Native grassland across America’s Western Corn Belt–the Dakotas, Minnesota, Nebraska, and Iowa–is being plowed up to plant row crops at a rate unprecedented since the 1920s. Our latest report in the March/April issue of The American Prospect, “Plowed Under,” by reporter Jocelyn Zuckerman, explores the causes of this dramatic expansion of row crops and its longterm impact on climate, wildlife, and the environment.

“While few seem to be aware of it, a massive shift is under way in the Western plains, with ramifications for the quality of our water and food, and, more fundamentally, the longterm viability of our farms,” Zuckerman writes, citing a study published in February 2013 in the Proceedings of the National Academy of Sciences, which found that between 2006 and 2011, 1.3 million acres of native grassland had been plowed in order to plant corn and soybeans.
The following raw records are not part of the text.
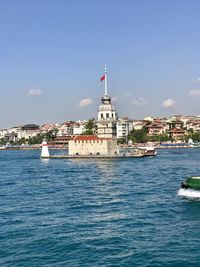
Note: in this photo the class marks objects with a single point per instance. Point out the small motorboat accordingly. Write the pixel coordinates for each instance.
(191, 183)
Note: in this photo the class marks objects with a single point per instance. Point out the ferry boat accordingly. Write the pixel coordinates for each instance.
(191, 183)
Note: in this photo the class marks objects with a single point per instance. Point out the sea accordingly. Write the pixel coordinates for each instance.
(119, 212)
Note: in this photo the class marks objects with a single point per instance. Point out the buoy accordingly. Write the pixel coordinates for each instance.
(45, 150)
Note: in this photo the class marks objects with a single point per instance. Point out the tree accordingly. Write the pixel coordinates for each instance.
(138, 136)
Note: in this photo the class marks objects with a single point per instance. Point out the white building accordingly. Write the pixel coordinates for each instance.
(123, 128)
(105, 143)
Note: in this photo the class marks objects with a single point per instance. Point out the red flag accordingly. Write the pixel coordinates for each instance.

Relying on satellite data from the U.S. Department of Agriculture (USDA), researchers found that the rates of land-use change in the region—up to 5.4 percent annually—parallel the deforestations taking place in Brazil, Malaysia, and Indonesia, Zuckerman points out.

The prairie land being plowed is not easily replaceable, and provides crucial “ecosystems services” such as storing carbon, absorbing nutrient runoff (which would otherwise contribute to the Dead Zone in the Gulf of Mexico), and creating habitat for species like monarch butterflies and pheasants, both in decline. Without the diversity of plants prairies provide, bees and other pollinators could be severely affected, jeopardizing almonds and other fruit crops.

Government policies are mostly to blame for these expansions into marginal land, reports Zuckerman, who notes that much of the land in the Conservation Reserve Program, which paid farmers to retire certain marginal lands for 10 to 15 years, has not been renewed. She also points to the 2007 Renewable Fuel Standard, requiring oil companies to blend ethanol—made by fermenting and distilling corn—into the gasoline supply. The mandate has risen every year, and is now close to 14 billion gallons, increasing the demand for corn.

In addition, the federal crop insurance program enables farmers to be paid 85 percent of projected revenue if their crop fails or prices plunge. Mismanagement of such policies seems to be contributing to the expansion into marginal lands. “People clear and plant in areas where they realize the soil and water conditions are poor, because they know they’ll get payouts anyway,” Zuckerman reports.

She notes that this phenomenon has been studied by the Environmental Working Group, which released a report in July 2013 describing a correlation between counties where conversions are focused on fragile land and those receiving the highest crop-insurance payouts. Between 2008 and 2011, the group reported, the 71 counties that lost more than 5,000 acres of wetlands and wetland buffers received an average payout of $10.1 million—more than four times the $2.3 million average across the 3,109 counties studied.

“We have fashioned a farm policy that incentivizes putting more under the plow,” Adam Warthesen, federal policy organizer for the Land Stewardship Project, tells Zuckerman. “And [the new] farm bill doubles down on that.”